The HSE and the Irish Hospice Foundation work in very close collaboration in relation to children’s palliative care services and the National Development Committee for children’s palliative care is jointly chaired by both organisations.

This Committee;
• Provides national strategic guidance in relation to children’s palliative care needs
• Makes recommendations in relation to the resourcing of children’s palliative care services.
• Oversees the preparation of development plans for each HSE Region

In support of this work and to ensure streamlined services across the country, a network of Outreach Nurses, Consultant ‘champions’ and Directors of Nursing has been established.
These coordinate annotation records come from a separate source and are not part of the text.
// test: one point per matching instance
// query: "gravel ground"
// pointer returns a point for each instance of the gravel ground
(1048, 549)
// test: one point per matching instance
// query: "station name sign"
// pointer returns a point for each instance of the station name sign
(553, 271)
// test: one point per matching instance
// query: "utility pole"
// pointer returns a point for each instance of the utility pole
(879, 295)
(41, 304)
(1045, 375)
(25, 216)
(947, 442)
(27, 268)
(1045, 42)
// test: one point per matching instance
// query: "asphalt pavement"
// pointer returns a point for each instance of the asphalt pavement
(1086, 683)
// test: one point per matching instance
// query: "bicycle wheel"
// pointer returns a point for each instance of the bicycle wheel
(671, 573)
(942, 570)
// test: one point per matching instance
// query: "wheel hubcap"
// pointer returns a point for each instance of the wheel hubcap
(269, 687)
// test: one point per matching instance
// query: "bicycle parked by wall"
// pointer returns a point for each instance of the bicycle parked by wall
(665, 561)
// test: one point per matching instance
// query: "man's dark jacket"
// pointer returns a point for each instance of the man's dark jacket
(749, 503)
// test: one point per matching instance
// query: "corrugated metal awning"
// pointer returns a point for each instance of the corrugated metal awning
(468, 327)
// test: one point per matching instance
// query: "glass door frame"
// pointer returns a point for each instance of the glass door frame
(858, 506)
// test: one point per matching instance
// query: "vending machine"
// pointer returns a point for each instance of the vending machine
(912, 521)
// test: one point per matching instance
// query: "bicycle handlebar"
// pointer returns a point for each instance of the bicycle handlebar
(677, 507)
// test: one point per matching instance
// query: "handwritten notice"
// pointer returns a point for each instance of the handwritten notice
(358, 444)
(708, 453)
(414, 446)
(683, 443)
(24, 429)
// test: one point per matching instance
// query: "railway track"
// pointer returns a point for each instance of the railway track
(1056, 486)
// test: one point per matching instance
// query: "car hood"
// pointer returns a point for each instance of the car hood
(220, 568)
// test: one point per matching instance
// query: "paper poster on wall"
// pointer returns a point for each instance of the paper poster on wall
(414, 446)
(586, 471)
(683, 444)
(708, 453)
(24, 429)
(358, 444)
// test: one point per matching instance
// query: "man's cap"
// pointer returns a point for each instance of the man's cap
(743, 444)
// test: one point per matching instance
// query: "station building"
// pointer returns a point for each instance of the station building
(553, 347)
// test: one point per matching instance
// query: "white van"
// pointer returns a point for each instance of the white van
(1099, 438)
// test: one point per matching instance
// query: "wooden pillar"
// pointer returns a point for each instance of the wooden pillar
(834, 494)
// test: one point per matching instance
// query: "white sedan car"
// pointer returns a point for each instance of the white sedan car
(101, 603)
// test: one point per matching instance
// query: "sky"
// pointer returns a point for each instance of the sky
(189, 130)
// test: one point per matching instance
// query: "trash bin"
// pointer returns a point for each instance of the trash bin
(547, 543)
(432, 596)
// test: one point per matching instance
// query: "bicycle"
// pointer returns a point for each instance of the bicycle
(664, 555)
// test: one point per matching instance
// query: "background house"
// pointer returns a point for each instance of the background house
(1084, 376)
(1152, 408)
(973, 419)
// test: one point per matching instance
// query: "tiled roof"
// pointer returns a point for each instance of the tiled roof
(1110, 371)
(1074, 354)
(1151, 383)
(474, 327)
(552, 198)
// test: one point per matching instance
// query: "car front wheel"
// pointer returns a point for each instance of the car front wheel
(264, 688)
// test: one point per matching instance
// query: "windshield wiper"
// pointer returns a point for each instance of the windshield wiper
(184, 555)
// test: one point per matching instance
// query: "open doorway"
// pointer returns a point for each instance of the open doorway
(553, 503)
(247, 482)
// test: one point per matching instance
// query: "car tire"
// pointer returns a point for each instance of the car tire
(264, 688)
Four Palliative Care Outreach Nurses are already in post and the process of recruiting the remaining 4 is at a very advanced stage, with candidates selected for the 4 posts.

The HSE continues to work with the Irish Hospice Foundation to develop a sustainable model of funding post 2016.

Other priorities for the Committee are
• Developing an appropriate monitoring and evaluation process for the Children’s Outreach programme
• Identifying the respite and home care needs of children with life limiting conditions including the development of a ‘Hospice-at-Home’ service model
• Improving clinical Governance, education and development
• Developing minimum information data sets

Children with terminal illness are entitled to a medical card without means test in the same way as adults. No means test applies to an application by a terminally ill patient and all terminally ill patients will be provided with a medical card number for a period of six months once their medical condition is verified by a GP or a consultant.